Pada pasien yang menerima metil bardoxolone, kejang otot tidak berhubungan dengan peningkatan
tingkat laktat dehidrogenase, penanda kerusakan otot atau hypomagnesemia. Kejadian yang paling
umum adalah kejang otot betis. Data praklinis menunjukkan bahwa metil bardoxolone meningkatkan
penyerapan glukosa di otot betis pada tikus dengan diabetes. Selanjutnya, dimediasi insulin ambilan
glukosa yang berhubungan dengan kejang otot pada manusia. Kami berhipotesis bahwa kejang otot
pada pasien yang menerima metil bardoxolone mungkin terkait dengan mekanisme yang serupa.
Penelitian kami memiliki beberapa keterbatasan.
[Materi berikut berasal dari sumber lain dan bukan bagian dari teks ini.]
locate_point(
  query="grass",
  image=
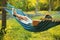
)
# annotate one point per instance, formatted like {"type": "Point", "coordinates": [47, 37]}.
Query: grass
{"type": "Point", "coordinates": [16, 32]}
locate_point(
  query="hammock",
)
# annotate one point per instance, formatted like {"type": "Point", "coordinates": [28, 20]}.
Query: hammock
{"type": "Point", "coordinates": [42, 26]}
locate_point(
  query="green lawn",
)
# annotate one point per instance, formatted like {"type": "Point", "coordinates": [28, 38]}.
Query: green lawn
{"type": "Point", "coordinates": [16, 32]}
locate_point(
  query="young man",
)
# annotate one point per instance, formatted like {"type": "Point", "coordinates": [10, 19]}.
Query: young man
{"type": "Point", "coordinates": [25, 19]}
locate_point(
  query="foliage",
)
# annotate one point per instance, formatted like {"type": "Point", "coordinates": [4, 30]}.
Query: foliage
{"type": "Point", "coordinates": [27, 5]}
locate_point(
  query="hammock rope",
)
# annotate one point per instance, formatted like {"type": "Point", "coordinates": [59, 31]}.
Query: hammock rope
{"type": "Point", "coordinates": [43, 25]}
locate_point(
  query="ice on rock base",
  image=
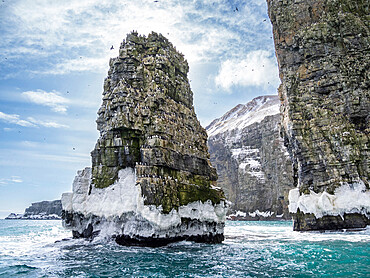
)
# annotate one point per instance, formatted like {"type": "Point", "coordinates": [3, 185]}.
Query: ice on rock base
{"type": "Point", "coordinates": [348, 198]}
{"type": "Point", "coordinates": [120, 210]}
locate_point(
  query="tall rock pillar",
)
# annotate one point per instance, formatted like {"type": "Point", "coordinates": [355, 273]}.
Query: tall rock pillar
{"type": "Point", "coordinates": [151, 181]}
{"type": "Point", "coordinates": [323, 52]}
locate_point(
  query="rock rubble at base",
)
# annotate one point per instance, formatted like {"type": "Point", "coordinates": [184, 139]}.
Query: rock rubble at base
{"type": "Point", "coordinates": [323, 54]}
{"type": "Point", "coordinates": [45, 210]}
{"type": "Point", "coordinates": [151, 179]}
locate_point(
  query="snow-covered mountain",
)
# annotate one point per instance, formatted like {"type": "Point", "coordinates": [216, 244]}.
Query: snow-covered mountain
{"type": "Point", "coordinates": [242, 116]}
{"type": "Point", "coordinates": [252, 163]}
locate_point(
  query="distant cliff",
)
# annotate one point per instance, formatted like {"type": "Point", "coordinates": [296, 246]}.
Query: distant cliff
{"type": "Point", "coordinates": [252, 163]}
{"type": "Point", "coordinates": [45, 210]}
{"type": "Point", "coordinates": [323, 52]}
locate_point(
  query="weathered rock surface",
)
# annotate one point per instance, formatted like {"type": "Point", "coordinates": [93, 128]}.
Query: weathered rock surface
{"type": "Point", "coordinates": [323, 51]}
{"type": "Point", "coordinates": [253, 166]}
{"type": "Point", "coordinates": [45, 210]}
{"type": "Point", "coordinates": [151, 180]}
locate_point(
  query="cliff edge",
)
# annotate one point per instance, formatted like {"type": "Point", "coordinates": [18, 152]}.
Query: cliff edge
{"type": "Point", "coordinates": [323, 52]}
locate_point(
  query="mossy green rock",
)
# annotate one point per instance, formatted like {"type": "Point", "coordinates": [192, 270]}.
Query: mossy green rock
{"type": "Point", "coordinates": [323, 52]}
{"type": "Point", "coordinates": [147, 122]}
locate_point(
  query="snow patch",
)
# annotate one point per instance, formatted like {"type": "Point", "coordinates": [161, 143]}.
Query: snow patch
{"type": "Point", "coordinates": [261, 213]}
{"type": "Point", "coordinates": [124, 196]}
{"type": "Point", "coordinates": [244, 115]}
{"type": "Point", "coordinates": [348, 198]}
Desain penyesuaian dosis dan niat untuk treat
menghalangi penilaian penuh berhubungan dengan dosis relatif karena banyak pasien tidak mencapai
target dosis. Keterbatasan lain adalah titik akhir primer alternatif (perubahan GFR estimasi). Pengukuran
GFR untuk memvalidasi hasil ini akan penting. Konfirmasi manfaat klinis akan membutuhkan yang lebih
besar, studi jangka panjang yang melibatkan penilaian hasil klinis.
Sebagai kesimpulan, pasien dengan CKD maju dan diabetes tipe 2 yang diobati dengan metil
bardoxolone telah mengalami peningkatan GFR diperkirakan selama periode penelitian dari 52 minggu,
sebuah temuan yang konsisten dengan peningkatan fungsi ginjal. Oleh karena itu, metil bardoxolone
tampaknya menjadi kandidat yang menarik terapi untuk studi lebih lanjut pada pasien dengan CKD.